CRLF / LF conversion - What you must deal with.

John E. Malmberg malmberg at
Thu Feb 21 05:32:03 GMT 2002

Been there, had to do that, and know where all of the landmines are.

Maybe someone can condense this and put it in a SAMBA FAQ.

On Thu, 21 Feb 2002, Ries van twisk wrote:

> Hi All,
> please stop this pointless discussion. Samba well never ever touch your
> file structure, it only SERVES them to a client. There is no change that
> samba will change the internals unless you write a VFS module to do just
> that.

The issue is not pointless when you are running SAMBA on a NON-UNIX but
POSIX compliant platform that has different text file internal formats.

UNIX may not differentate between text files and other file types, but
other operating systems do.

And to support SAMBA running on those platforms, the files must be
converted from the internal text format to LF format when serving the
files.  The reason that they are not converted to CRLF will be explained
in a section below.

The adding of VFS support may allow those platforms to operate more
efficiently than in the past.

The solution to the directory issue is to report the size seen on the
server.

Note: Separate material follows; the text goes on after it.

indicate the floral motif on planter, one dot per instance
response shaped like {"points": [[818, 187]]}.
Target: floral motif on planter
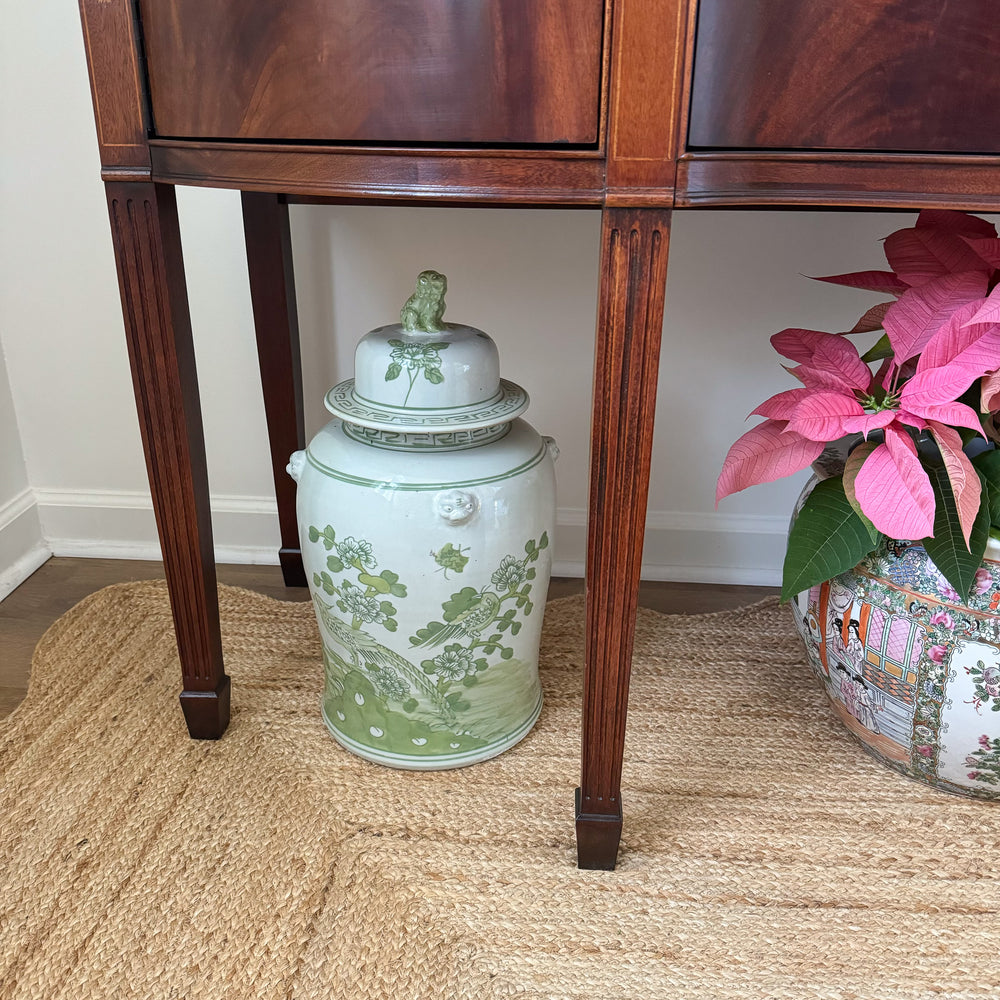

Actual experience has shown that nothing actually seems to believe
it, it is just used as an estimate on the file size.

The same is the case when reading the file size from the clients.

The biggest problem with on the fly file conversion is that Microsoft
Windows does not always send the file in sequential order.  It can send
the chunks of the file in random order.

If SAMBA does not store the file in the exact binary form as the Microsoft
system sent it, the file will be corrupt.  This can not be easily fixed
with a VFS or other system.

This will not be noticed in a SAMBA to SAMBA file transfer as SAMBA always
sends the file in order.

So while you can easily convert and send files on the host system to a
Microsoft Windows client, you can not do so on receive.

The situation really becomes bad if the Microsoft Windows Client wants to
do a random access partial update on the file.  It appears that some
common programs on that platform do that.

Now the reason that native host text formats are converted to LF and not
CR/LF on translation, is that a number of Microsoft Windows and DOS based
programs understand LF format, but not CR/LF.  In actual experience the
number of Microsoft Windows programs that can not tolerate LF format is
extremely small compared to the ones that can not tolerate CR/LF format.

The majority of the Microsoft Windows programs that I have encountered
will handle both formats equally well.

There is also no way to reliably tell if the Microsoft Windows program is
sending a text file that should be translated and a document file that
should not be.  Many of the file extensions are the same.  Especially if
you are still using older DOS programs.

This information was discovered while porting SAMBA to OpenVMS, and the
OpenVMS port can not avoid the issue and be a useful file server.
Unfortunately it still does not have the conversion 100% correct yet.